By DUNCAN MAVIN And TOM ORLIK
Short sellers are apparently running the market for China stocks. But it ain't what they say so much as the fact they say it that has investors hitting the 'sell' button. With a market this vulnerable, investors must question the rationale for holding any but the bluest-chip overseas-listed Chinese companies.
The latest stock to fall under the short sellers' sword belongs to Nasdaq-listed advertising display firm Focus Media Holding Ltd. After short seller Muddy Waters alleged accounting shenanigans, the Shanghai-based company's shares fell 60% in an hour—barely enough time for most investors to digest the short's dense, 80-page report—before eventually closing down 39% on the day.
Carson Block, the man behind Muddy Waters, is no Meredith Whitney—the U.S. bank analyst whose word was enough to send financial stocks spiraling downward during the dark days of 2007 and 2008. But his reports seem to have the same kiss of death impact on valuations for the companies he targets.
There is now a mini-industry trying to find out which Chinese company will be the next focus of short-seller attacks. Hedge funds that discover what shorts are researching can get their positions in place, knowing that once the report is published, the stock is almost bound to fall. In the days before Muddy Waters published on Focus Media, a rapid build-up of short positions was an indication that word of the report's existence had leaked out.

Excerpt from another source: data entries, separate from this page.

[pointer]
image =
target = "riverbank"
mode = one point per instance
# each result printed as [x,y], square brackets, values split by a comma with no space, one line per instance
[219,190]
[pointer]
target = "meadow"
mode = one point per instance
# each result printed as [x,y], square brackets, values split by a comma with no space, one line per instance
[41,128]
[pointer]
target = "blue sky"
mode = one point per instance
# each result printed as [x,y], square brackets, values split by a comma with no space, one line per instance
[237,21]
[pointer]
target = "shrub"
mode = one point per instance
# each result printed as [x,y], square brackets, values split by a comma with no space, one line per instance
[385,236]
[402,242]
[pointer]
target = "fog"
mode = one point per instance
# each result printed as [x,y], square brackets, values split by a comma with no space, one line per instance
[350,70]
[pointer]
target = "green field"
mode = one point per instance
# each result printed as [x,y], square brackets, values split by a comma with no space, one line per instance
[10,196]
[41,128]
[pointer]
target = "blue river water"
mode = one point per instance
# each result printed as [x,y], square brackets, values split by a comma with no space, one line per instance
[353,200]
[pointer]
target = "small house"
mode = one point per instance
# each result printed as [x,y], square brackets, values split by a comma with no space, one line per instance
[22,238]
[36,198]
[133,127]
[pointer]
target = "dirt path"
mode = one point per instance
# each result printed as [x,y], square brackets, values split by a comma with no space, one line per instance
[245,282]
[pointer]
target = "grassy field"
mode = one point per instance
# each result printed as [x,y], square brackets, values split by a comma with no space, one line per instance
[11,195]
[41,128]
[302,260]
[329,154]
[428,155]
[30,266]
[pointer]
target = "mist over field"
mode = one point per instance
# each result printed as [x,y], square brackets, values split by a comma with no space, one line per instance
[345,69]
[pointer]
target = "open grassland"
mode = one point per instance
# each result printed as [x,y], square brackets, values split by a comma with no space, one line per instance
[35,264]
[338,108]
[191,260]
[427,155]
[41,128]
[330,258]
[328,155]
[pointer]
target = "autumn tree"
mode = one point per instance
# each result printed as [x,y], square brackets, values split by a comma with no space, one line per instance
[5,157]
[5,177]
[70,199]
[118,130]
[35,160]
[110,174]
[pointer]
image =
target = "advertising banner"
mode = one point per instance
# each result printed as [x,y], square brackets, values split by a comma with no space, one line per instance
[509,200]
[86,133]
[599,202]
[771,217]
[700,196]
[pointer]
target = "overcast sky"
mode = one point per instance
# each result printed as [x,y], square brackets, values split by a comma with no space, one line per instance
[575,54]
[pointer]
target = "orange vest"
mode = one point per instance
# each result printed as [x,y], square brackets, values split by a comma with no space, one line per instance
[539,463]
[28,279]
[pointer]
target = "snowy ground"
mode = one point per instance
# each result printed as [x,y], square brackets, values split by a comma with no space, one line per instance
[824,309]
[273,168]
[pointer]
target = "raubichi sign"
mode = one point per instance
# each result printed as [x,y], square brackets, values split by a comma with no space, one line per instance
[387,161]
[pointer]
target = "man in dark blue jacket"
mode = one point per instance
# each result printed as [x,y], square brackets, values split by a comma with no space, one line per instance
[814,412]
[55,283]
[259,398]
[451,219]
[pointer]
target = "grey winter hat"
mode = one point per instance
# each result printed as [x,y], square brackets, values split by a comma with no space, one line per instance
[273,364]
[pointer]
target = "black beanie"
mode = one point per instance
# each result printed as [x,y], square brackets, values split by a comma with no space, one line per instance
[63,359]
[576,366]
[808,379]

There's an argument that the shorting trend is injecting a welcome dose of skepticism and analytic rigor into the market's view on the China story. In time, that should improve governance at Chinese companies and encourage investors to spend time distinguishing true value from fraud. For now though, with the herd mentality as strong on the way down as it was on the way up, value investors will have little luck. Against that backdrop, the only safe option may be to stay out of the market altogether.